TAMPA — Sang-Min Kim, a tattoo parlor owner who made a fortune flipping homes at the height of the real estate boom, was indicted by federal officials on Wednesday and charged with money laundering and conspiracy to commit wire, mail and bank fraud.
A six-page indictment by the U.S. Attorney's Office accused Kim of operating a far-reaching scam that involved numerous buyers, sellers, lawyers, banks and real estate professionals. The multimillion dollar scam was first revealed by the St. Petersburg Times in 2008 as an example of how mortgage fraud contributed to the Tampa Bay area's housing collapse.
The indictment said Kim flipped about 100 homes between January 2005 and October 2008. Of those transactions, 80 involved fraud that cost lenders about $6.4 million, the indictment stated.
"It's one of the biggest and one of the more significant mortgage fraud cases we've done in the last year," said Steve Cole, a spokesman for the U.S. attorney for the Middle District of Florida. "There's a conspiracy there, so we're not done."

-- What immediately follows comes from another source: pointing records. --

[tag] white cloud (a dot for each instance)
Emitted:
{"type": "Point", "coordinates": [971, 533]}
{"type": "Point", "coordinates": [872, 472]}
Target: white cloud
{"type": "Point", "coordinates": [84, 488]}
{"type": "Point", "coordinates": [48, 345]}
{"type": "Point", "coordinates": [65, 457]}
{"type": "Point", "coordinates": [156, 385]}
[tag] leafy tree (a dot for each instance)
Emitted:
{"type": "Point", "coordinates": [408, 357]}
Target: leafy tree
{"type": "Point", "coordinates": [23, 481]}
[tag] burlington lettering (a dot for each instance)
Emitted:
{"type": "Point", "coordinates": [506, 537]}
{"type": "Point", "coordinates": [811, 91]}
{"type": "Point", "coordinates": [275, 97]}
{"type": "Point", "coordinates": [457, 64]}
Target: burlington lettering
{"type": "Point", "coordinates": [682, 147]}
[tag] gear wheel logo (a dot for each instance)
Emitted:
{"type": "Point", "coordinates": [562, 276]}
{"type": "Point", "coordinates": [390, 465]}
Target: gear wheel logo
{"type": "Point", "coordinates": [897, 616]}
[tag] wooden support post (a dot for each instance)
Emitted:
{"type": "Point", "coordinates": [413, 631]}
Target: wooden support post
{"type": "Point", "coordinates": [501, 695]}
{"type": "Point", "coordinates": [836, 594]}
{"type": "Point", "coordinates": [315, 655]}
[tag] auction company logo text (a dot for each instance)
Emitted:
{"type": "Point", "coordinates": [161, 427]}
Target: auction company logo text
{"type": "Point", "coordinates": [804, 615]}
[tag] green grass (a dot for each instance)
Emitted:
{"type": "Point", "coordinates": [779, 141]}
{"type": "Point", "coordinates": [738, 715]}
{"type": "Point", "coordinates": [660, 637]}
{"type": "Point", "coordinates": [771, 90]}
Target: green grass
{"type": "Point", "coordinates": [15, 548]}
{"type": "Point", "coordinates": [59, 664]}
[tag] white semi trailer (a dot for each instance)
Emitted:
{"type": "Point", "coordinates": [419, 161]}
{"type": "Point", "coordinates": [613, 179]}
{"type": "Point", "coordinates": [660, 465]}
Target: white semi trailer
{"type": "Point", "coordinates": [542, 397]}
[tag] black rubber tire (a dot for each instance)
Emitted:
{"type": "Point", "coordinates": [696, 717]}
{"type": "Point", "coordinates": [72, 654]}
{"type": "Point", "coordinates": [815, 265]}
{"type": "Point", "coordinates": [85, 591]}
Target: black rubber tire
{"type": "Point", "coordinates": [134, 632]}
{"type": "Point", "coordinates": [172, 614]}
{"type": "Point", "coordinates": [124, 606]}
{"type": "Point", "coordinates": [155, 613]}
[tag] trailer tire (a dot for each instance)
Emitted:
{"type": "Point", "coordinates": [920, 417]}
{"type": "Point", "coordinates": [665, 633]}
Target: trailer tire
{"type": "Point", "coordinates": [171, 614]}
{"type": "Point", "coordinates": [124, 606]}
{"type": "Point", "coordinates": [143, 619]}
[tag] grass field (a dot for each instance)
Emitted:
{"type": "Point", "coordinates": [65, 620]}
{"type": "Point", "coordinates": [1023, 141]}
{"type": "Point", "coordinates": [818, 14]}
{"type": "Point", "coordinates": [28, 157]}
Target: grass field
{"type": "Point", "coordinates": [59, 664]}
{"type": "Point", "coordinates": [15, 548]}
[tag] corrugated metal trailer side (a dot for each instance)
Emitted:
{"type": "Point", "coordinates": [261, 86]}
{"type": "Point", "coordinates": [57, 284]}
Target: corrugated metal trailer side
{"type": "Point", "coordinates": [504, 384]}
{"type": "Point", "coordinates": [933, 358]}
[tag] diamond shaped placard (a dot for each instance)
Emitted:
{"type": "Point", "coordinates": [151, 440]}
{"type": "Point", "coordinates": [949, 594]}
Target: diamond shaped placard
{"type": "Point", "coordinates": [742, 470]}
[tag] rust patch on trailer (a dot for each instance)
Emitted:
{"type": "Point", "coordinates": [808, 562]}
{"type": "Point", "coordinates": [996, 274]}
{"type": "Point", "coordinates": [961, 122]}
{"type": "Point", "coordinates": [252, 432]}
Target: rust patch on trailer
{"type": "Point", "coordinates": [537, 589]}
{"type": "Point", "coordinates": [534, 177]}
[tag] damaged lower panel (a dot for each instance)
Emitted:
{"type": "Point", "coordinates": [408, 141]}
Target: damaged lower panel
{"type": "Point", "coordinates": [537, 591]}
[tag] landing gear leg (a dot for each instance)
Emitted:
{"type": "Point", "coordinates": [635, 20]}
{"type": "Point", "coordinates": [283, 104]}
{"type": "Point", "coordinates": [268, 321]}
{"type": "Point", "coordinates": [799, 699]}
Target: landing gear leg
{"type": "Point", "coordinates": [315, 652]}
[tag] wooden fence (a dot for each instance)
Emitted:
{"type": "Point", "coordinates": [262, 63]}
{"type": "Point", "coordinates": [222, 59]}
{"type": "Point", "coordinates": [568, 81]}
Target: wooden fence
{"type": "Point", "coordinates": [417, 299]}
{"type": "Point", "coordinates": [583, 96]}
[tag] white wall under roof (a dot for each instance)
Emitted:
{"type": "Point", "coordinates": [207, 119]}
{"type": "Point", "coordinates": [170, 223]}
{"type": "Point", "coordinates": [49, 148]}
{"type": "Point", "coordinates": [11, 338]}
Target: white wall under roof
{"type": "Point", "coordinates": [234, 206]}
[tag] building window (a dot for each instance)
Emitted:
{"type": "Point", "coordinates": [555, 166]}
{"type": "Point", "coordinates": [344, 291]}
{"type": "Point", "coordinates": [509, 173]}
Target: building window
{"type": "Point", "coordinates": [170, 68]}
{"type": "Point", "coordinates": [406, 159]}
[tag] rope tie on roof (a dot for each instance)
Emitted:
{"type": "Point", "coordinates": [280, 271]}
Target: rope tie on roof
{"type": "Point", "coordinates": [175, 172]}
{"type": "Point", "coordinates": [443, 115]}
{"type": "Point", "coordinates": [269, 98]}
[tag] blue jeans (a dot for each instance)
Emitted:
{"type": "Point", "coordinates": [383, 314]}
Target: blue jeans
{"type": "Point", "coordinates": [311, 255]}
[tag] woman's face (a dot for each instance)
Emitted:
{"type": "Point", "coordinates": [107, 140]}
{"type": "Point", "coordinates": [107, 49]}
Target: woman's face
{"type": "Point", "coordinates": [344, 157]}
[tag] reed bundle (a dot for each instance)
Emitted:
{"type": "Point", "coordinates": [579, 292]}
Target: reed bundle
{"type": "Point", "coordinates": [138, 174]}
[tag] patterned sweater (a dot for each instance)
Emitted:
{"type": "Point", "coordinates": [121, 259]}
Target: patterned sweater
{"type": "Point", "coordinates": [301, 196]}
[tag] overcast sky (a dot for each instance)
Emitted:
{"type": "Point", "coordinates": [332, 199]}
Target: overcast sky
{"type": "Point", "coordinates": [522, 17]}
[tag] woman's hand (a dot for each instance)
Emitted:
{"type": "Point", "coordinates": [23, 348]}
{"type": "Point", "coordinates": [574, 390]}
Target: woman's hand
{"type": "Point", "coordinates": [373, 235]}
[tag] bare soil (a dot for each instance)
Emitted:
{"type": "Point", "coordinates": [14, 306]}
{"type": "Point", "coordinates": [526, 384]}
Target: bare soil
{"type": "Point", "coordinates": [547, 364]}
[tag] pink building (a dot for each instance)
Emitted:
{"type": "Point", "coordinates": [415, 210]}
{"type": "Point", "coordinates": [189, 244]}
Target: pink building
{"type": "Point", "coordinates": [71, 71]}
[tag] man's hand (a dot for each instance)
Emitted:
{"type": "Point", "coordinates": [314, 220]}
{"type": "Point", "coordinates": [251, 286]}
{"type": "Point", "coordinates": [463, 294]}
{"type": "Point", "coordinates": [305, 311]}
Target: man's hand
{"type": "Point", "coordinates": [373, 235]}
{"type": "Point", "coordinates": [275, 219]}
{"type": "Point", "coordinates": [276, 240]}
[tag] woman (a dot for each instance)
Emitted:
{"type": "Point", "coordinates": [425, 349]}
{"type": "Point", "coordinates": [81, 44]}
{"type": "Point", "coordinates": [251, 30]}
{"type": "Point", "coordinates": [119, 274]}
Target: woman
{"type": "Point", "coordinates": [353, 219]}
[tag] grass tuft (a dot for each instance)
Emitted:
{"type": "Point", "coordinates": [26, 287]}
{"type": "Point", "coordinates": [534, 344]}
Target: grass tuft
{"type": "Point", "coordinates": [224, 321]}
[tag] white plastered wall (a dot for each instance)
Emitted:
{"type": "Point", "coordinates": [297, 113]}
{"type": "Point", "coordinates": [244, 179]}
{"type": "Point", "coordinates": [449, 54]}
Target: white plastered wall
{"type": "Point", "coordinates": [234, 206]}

Kim, 36, who goes by the nickname "Sonny," agreed to plead guilty to both counts at a hearing that's scheduled for June 29 before U.S. Magistrate Judge Elizabeth A. Jenkins. Though he faces a maximum sentence of 50 years in prison and fines of $750,000, Kim will most likely be given a lighter sentence, in part because of his guilty plea and his cooperation in helping authorities investigate and prosecute others — against whom he might testify.
Kim is out on release until the hearing and couldn't be reached. His attorney, Richard Escobar, declined comment.
"It's too early in the process," Escobar said.
It was the second major mortgage fraud case announced this week by the U.S. attorney for the Middle District, which covers a region that includes Tampa, Orlando, Jacksonville and Fort Myers. On Monday, federal officials arrested Joseph Daniele on charges that he participated in a mortgage fraud scam between 2004 and 2008.
"When we started learning the extent of the fraud, federal prosecutors weren't ready for it," said Richard Hagar, a property fraud expert in Seattle who reviewed the Kim indictment for the Times. "This is another indication that's not the case anymore. They are now reacting to it."
Mortgage fraud cases typically take two years to investigate, so more prosecutions should be expected in the coming months, Hagar said.
"The states and FBI are starting to train a lot of people for this crime," he said. "You are going to see an acceleration in the number of mortgage cases filed."
In his agreement with federal officials, Kim admitted to a long list of infractions that relied on the cooperation of real estate insiders and professionals.
Kim bribed a banker to seal deals. He had a real estate agent create false W-2 forms to inflate a prospective borrower's income to qualify for a loan. Mortgage brokers falsified loan applications for buyers whom he then paid off.
Kim paid title agents extra commissions for recommending files for closing. He hired appraisers he knew would "come in higher on home values," thereby fetching higher loan amounts that were never paid back.
As the Times story explained in 2008, that scam left a trail of foreclosures through some of Tampa's most impoverished neighborhoods. The deals were financed by the bad mortgages approved or assigned by Wachovia, Washington Mutual Bank, Bank of America, National City Bank, Lehman Bros., Fannie Mae, Freddie Mac and Wells Fargo — the same banks that either went bust or were salvaged only by merging with other banks or by receiving billions in a taxpayer bailout.
The indictment and plea agreement state that Kim was able to do it all by following a tried and true scam that's commonly called "the straw buyer." It goes like this:
• Kim bought a house that had been identified by a co-conspirator as being easy to purchase for a cheap price. Often these homes were in disrepair.
• Frequently, the co-conspirator who found the house for Kim to purchase would then buy the house from Kim. At closing, this buyer would use money Kim loaned to him or her to make the down payment. The down payment would give the lender the impression the buyer had the means to pay back the loan, which they didn't. The lender never knew that Kim and the co-conspirator were in cahoots.
• After receiving the bank loan, Kim would pay the buyer a small sum for their cooperation in the scam. "(Kim) knew it was wrong to provide funds to the buyers for down payments and to provide the buyers with a financial incentive to purchase the property in the first place," the plea agreement states.
• The people who bought from Kim falsified claims on loan documents and never intended to live in the house or pay off the loans. The homes would then get foreclosed on, but Kim and the buyer had already been paid.
The scam corrodes the entire premise of buying a home. The straw buyers paid off by Kim — and enabled by a raft of real estate insiders — borrowed millions not because they wanted to live in the homes they were buying. Instead, they were "motivated by the fact that they were actually being paid to assume the role of 'purchaser,' " the plea agreement states.
Hagar said Kim represents a promising lead for investigators. He said even though the indictment doesn't name other individuals, it explicitly describes those who played roles in the wider scheme.
"The $6 million they mention in the indictment is chump change to what this network represents," Hagar said. "This is the way (federal officials) work a case. They'll get the cooperation of someone like Kim and work their way up. This is going to be much larger."